You mentioned that we’re leading the way nationally on robotic emergency general surgery. Could you expand on that?
Traditionally, robotics was mostly incorporated into elective procedures, but in 2023, our group performed 40% of all the robotic emergency cases in the country, with excellent outcomes. All of the benefits of robotics in elective cases also apply to emergencies, and sometimes even more so because robotics offers better views and dexterity in difficult cases. Thanks to access to robotic technology, we’ve been able to push that envelope significantly, and we’re working to publish our experience.
What are the most common emergency cases you treat?
Appendicitis, gallbladder disease, emergency hernias, and bowel-related emergencies like obstructions, clots, and ischemia. We also see perforated ulcers and diverticulitis, though medications have reduced those cases—basically, any intra-abdominal emergency.
Shifting to patient experience and safety, have there been any changes in protocols or practices that improve outcomes?
As the chair of the Quality and Patient Safety Committee, I’m always working on that. One of the benefits of doing a lot of clinical trials is that we’re constantly learning and updating our practices. For example, with bowel obstructions, we’re leading a clinical trial on how to manage them, and we think we can get people better faster without surgery. We also review complications regularly, which helps us adjust protocols to keep patients safe. Communication is key, especially handoffs [between different shifts of caregivers], and our group is really strong in that area. It’s not just about reducing infections and complications; it’s about the intangibles that make a difference for patients.

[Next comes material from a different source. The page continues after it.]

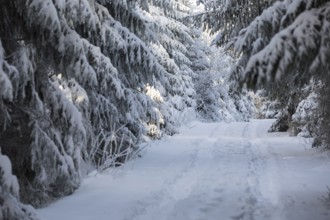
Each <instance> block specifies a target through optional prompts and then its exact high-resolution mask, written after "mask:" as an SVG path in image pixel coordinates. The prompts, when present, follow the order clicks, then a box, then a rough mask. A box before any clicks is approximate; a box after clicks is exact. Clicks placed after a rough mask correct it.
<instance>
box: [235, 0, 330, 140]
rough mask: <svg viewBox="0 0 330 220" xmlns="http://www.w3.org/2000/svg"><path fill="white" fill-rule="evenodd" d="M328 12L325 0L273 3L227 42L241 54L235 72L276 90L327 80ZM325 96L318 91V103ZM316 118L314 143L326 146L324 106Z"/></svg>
mask: <svg viewBox="0 0 330 220" xmlns="http://www.w3.org/2000/svg"><path fill="white" fill-rule="evenodd" d="M329 10H330V6H329V2H328V1H312V0H299V1H290V0H286V1H277V2H275V3H274V5H272V6H271V7H269V8H267V9H266V10H264V12H263V13H262V14H261V15H260V16H258V17H257V18H256V19H255V20H254V21H253V22H251V23H250V25H249V26H248V27H247V28H245V29H243V30H241V31H240V33H239V34H238V36H237V37H236V38H234V39H233V40H232V42H231V45H233V46H234V48H235V50H236V52H238V53H240V54H241V59H240V61H239V63H238V65H237V68H236V70H235V72H236V74H237V75H236V76H239V78H240V79H242V81H243V83H246V84H247V85H248V86H260V85H262V86H264V87H268V86H274V85H275V86H276V87H277V88H279V89H280V88H283V85H284V86H287V85H294V87H296V89H297V90H298V91H299V89H300V88H303V87H304V86H305V85H308V83H309V82H310V79H313V78H314V79H316V80H320V81H321V82H322V83H323V82H326V81H327V79H328V78H329V71H328V69H329V64H328V59H329V54H330V47H329V44H328V42H329V37H330V35H329V33H330V32H329V29H330V26H329V22H328V21H329ZM290 88H293V87H292V86H290ZM293 94H294V93H293ZM299 95H300V93H299V94H298V96H299ZM329 96H330V94H328V93H325V94H323V96H322V99H320V101H321V100H323V101H324V102H325V100H328V97H329ZM298 103H299V101H298V102H296V104H295V105H296V106H297V105H298ZM320 105H325V106H326V104H325V103H324V104H322V103H320ZM320 109H321V108H317V111H319V110H320ZM292 114H293V113H292ZM315 115H318V114H315ZM320 117H321V118H322V126H320V127H322V129H317V130H318V131H316V136H317V137H318V138H317V140H320V139H321V140H322V141H317V142H319V144H322V145H327V146H329V143H328V142H327V141H326V138H325V137H324V136H325V133H327V131H328V130H329V129H330V128H329V126H328V125H329V118H328V116H327V110H322V114H321V116H320Z"/></svg>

Looking ahead, what are your priorities for the next year or five years?
Personally, I want to increase our elective surgery volume. One of the things I love about my job is taking care of the community population. We give all of our time and effort to ensure they get the best possible care at Columbia. I’m proud that we can offer the same high-level care to everyone who comes through the door. Going forward, I want to expand what we can offer and make sure the community knows they can come to us for excellent care, and I’m excited to grow that. Of course, we’re always working to stay at the forefront of new developments, too.

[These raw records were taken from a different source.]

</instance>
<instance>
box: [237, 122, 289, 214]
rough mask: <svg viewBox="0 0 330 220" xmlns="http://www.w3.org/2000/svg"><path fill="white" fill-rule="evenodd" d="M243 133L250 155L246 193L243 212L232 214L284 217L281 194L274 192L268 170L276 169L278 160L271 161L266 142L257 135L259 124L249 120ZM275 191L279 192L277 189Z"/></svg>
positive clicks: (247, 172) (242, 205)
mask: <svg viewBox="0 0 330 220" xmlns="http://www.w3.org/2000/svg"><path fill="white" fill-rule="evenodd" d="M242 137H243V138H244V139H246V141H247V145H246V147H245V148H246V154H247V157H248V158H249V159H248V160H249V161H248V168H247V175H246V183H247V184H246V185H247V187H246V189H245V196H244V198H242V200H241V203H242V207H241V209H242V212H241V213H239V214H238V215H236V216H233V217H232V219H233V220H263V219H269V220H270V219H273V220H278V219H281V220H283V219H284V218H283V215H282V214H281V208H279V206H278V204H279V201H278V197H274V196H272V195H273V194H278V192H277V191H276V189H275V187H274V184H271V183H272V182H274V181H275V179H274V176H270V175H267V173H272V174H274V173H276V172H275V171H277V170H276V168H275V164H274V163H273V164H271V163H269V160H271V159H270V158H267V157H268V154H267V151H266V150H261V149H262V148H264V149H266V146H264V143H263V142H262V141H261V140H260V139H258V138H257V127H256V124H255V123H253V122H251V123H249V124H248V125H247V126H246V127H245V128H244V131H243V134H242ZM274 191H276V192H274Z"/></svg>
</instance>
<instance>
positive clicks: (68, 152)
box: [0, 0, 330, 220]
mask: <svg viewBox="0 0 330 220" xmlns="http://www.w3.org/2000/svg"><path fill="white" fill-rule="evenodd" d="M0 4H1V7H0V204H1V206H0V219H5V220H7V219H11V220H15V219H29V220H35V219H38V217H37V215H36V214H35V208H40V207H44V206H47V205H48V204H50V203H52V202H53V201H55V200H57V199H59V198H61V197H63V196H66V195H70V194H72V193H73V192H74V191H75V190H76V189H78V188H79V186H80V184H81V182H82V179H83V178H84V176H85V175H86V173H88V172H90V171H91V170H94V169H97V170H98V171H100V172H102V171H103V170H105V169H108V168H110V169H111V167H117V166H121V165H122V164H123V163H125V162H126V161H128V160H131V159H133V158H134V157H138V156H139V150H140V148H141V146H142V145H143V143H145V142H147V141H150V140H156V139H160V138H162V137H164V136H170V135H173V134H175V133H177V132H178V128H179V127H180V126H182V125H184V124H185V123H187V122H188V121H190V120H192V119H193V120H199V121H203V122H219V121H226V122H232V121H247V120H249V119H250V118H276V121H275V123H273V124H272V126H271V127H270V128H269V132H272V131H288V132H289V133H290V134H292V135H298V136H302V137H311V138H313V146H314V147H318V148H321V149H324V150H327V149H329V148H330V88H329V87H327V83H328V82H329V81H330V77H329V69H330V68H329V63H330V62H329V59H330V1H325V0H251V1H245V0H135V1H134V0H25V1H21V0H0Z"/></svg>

Before we wrap up, could you give us a quick overview of some of the other research projects underway in your division?
In addition to our scar-free approach to removing lipomas using radiofrequency ablation, we’re also doing outpatient clinical trials on diverticulitis—looking at whether patients need surgery or not—and trials on appendicitis to decide between surgery or antibiotics.
And finally, what’s your favorite part of your job?
I guess it’s simple: being able to treat the community and offer the amazing care that Columbia provides. That’s the thing I’m most proud of.